Perspectives and future directions
As highlighted in this review, spanning the subdomains related to stroke are essential for developing a comprehensive healthcare and rehabilitation system for upper-limb dyskinesia, integrating these subdomains into a cohesive whole. Consequently, global strategies are necessary to promote the application of knowledge and the translation of findings across these areas. This need is particularly urgent following the analyses by Luca De Iaco [337] and Helen Rodgers [3], who, in separate studies, concluded that single robot-assisted rehabilitation of the upper limb lacks clinical significance.
Closed-loop rehabilitation strategy for upper-limb dyskinesia after stroke
The closed-loop rehabilitation strategy proposed in this review represents a transformative approach to post-stroke upper-limb motion rehabilitation (P-UMR), integrating robotics, motion perception, metrics, neuronal microfluidics, and neuroelectronics into a cohesive framework. As illustrated in Fig. 1, this strategy leverages advancements across diverse fields, including medicine, biology, computer science, robotics, and bioelectronics, to address the limitations of current rehabilitation methods and promote neural remodeling. The core objective of P-UMR is to restore natural upper-limb motion by creating a dynamic, adaptive system that continuously monitors, analyzes, and optimizes rehabilitation interventions. Within the closed-loop strategy, upper-limb motion sensing analyzes and decodes this natural motion. The results are used as inputs to the rehabilitation robot, enabling the affected side to perform natural movements. Simultaneously, motion metrics quantify upper-limb motion and assess the affected side, providing a quantitative measure for evaluating rehabilitation outcomes. More importantly, these metrics can be transcoded to characterize electrical inputs for neuronal microfluidics, allowing for an exploration of the validity of current rehabilitation models. Neuronal microfluidics then establishes an in vitro stroke model and an electrical platform to investigate optimal rehabilitation modalities, such as visual mirroring [173, 338], robotic assistance [3, 59, 62,63,64, 66,67,68, 339], and complex rehabilitation [60, 61]. Ultimately, the findings are fed back into the rehabilitation process to enhance the restoration of natural motion in the affected limb.

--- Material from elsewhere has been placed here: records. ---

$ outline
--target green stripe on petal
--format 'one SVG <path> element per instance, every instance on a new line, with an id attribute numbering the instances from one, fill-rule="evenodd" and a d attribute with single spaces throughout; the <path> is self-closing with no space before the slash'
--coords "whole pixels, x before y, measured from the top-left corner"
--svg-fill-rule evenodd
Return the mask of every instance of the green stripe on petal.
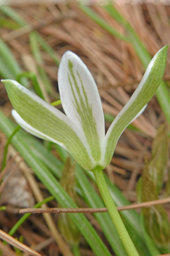
<path id="1" fill-rule="evenodd" d="M 48 137 L 46 134 L 42 133 L 40 132 L 38 130 L 35 129 L 33 126 L 30 125 L 27 123 L 26 123 L 21 117 L 18 115 L 17 111 L 14 110 L 12 110 L 12 115 L 14 118 L 15 121 L 25 131 L 27 131 L 28 133 L 34 135 L 35 136 L 46 139 L 47 141 L 52 141 L 54 143 L 56 143 L 59 144 L 61 146 L 62 146 L 64 149 L 67 150 L 67 148 L 61 144 L 59 144 L 59 141 L 53 140 L 51 138 Z"/>
<path id="2" fill-rule="evenodd" d="M 101 164 L 103 168 L 109 164 L 122 133 L 150 101 L 157 90 L 165 71 L 167 49 L 168 46 L 166 46 L 154 56 L 138 87 L 108 130 Z"/>
<path id="3" fill-rule="evenodd" d="M 83 168 L 91 170 L 95 167 L 85 138 L 65 115 L 17 82 L 2 82 L 21 118 L 51 141 L 64 145 Z"/>
<path id="4" fill-rule="evenodd" d="M 66 115 L 85 134 L 93 159 L 99 162 L 105 135 L 100 96 L 90 71 L 71 51 L 62 57 L 59 86 Z"/>

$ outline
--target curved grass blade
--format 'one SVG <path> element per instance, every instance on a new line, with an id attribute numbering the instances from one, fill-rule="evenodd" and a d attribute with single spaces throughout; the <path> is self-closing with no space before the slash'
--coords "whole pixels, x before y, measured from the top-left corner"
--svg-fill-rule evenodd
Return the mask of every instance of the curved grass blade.
<path id="1" fill-rule="evenodd" d="M 0 118 L 0 128 L 9 136 L 12 130 L 12 125 L 1 112 Z M 77 207 L 55 177 L 35 156 L 19 133 L 12 138 L 12 142 L 57 202 L 63 207 Z M 69 214 L 69 215 L 97 256 L 111 256 L 107 248 L 83 214 Z"/>

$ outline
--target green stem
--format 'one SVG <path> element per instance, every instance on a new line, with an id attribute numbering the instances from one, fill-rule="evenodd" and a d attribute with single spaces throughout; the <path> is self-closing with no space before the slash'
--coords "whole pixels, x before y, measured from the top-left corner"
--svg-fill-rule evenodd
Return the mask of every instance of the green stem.
<path id="1" fill-rule="evenodd" d="M 80 256 L 80 249 L 78 244 L 74 244 L 72 246 L 72 251 L 74 256 Z"/>
<path id="2" fill-rule="evenodd" d="M 6 166 L 6 161 L 7 161 L 7 153 L 8 153 L 8 147 L 9 145 L 11 142 L 12 139 L 13 138 L 13 136 L 14 136 L 14 134 L 21 128 L 21 127 L 20 125 L 17 125 L 16 127 L 16 128 L 14 130 L 14 131 L 12 133 L 12 134 L 10 135 L 10 136 L 8 138 L 7 142 L 5 145 L 5 148 L 4 148 L 4 157 L 3 157 L 3 160 L 2 160 L 2 164 L 1 164 L 1 171 L 2 171 L 5 166 Z"/>
<path id="3" fill-rule="evenodd" d="M 113 220 L 113 223 L 117 230 L 117 232 L 122 239 L 122 241 L 126 249 L 129 256 L 139 256 L 138 252 L 135 247 L 131 238 L 124 225 L 123 221 L 118 212 L 114 200 L 108 189 L 104 178 L 103 173 L 101 167 L 98 166 L 93 170 L 98 189 L 108 209 L 109 213 Z"/>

The foundation of the closed-loop strategy lies in the precise analysis and decoding of natural upper-limb motion through advanced sensing technologies. Motion sensing systems, such as wearable sensors, IMUs, and sEMG, capture real-time kinematic and kinetic data, including joint angles, muscle activation patterns, and force generation. These data are processed using machine learning algorithms to decode the patient’s movement intent and assess the quality of motion execution. Motion metrics, derived from this analysis, provide quantitative measures of motor performance, such as range of motion, smoothness, and symmetry, which are critical for evaluating rehabilitation progress. The decoded motion data serve as inputs for rehabilitation robots, enabling them to assist the affected limb in performing natural, task-specific movements. For example, robotic exoskeletons or end-effector devices can use this information to provide adaptive support, adjusting assistance levels based on the patient’s real-time performance. This integration ensures that rehabilitation training is tailored to the individual’s capabilities and recovery stage, maximizing the effectiveness of each session.

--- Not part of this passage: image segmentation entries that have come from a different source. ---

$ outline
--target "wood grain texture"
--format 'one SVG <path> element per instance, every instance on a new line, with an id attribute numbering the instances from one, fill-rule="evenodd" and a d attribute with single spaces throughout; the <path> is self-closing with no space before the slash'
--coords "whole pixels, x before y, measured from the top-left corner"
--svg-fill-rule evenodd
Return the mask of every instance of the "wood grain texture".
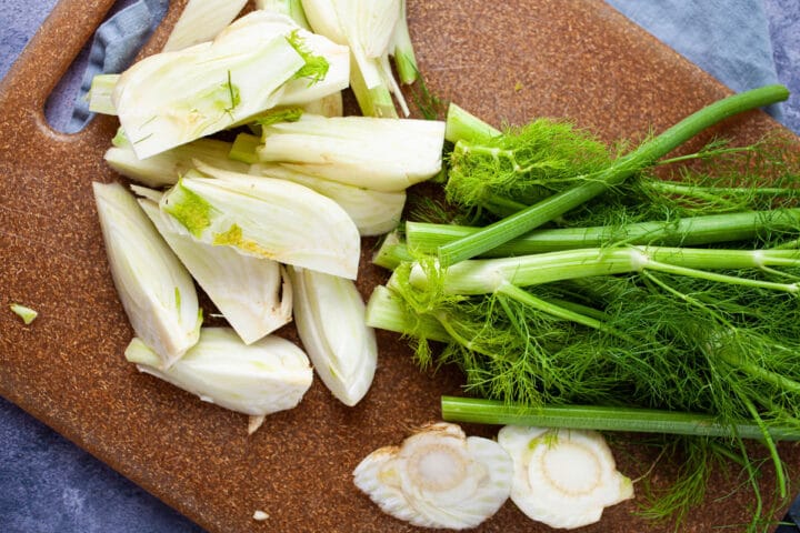
<path id="1" fill-rule="evenodd" d="M 458 393 L 454 370 L 419 372 L 397 335 L 379 332 L 372 390 L 357 408 L 316 380 L 301 405 L 268 418 L 253 436 L 247 420 L 126 363 L 131 338 L 111 282 L 92 181 L 118 179 L 102 154 L 117 128 L 100 117 L 79 134 L 53 132 L 42 108 L 111 0 L 62 0 L 0 86 L 0 299 L 39 311 L 30 326 L 0 312 L 0 394 L 212 532 L 402 532 L 360 494 L 351 472 L 370 451 L 399 443 L 439 419 L 439 396 Z M 173 2 L 144 54 L 158 50 L 182 2 Z M 431 91 L 488 121 L 569 118 L 606 140 L 660 131 L 728 90 L 600 1 L 409 0 L 409 26 Z M 762 112 L 714 130 L 754 139 L 779 128 Z M 712 132 L 702 135 L 696 145 Z M 363 243 L 359 289 L 387 278 Z M 297 341 L 291 328 L 281 331 Z M 467 426 L 490 436 L 494 429 Z M 797 446 L 783 446 L 797 465 Z M 658 450 L 616 447 L 620 469 L 643 474 Z M 674 475 L 659 464 L 654 482 Z M 772 482 L 764 470 L 763 485 Z M 738 483 L 712 480 L 710 499 Z M 709 500 L 712 502 L 712 500 Z M 709 503 L 683 531 L 709 531 L 748 516 L 742 491 Z M 270 517 L 252 521 L 254 510 Z M 583 531 L 659 531 L 607 511 Z M 478 531 L 544 532 L 508 503 Z M 670 531 L 668 526 L 663 531 Z"/>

NMs play a pivotal role in the closed-loop strategy by providing a platform to model stroke-induced neural damage and test rehabilitation interventions in vitro. NMs replicate the brain’s neural microenvironment, allowing researchers to study the effects of electrical stimulation, pharmacological agents, and other therapeutic modalities on neural repair and plasticity. Motion metrics, transcoded into electrical inputs, are used to characterize and optimize stimulation parameters within NMs, ensuring that the rehabilitation models are physiologically relevant and effective. For instance, NMs can simulate ischemic conditions and test how different patterns of electrical stimulation influence axonal regeneration, synaptic reorganization, and neural network recovery. These findings are then translated into clinical applications, guiding the design of personalized rehabilitation protocols. By bridging the gap between in vitro models and in vivo applications, NMs enable a deeper understanding of the neural mechanisms underlying stroke recovery and facilitate the development of targeted interventions. Neuroelectronics, including EEG and invasive neural interfaces, provide real-time feedback on brain activity during rehabilitation. This information is integrated with motion sensing data to create a comprehensive picture of the patient’s neural and motor function.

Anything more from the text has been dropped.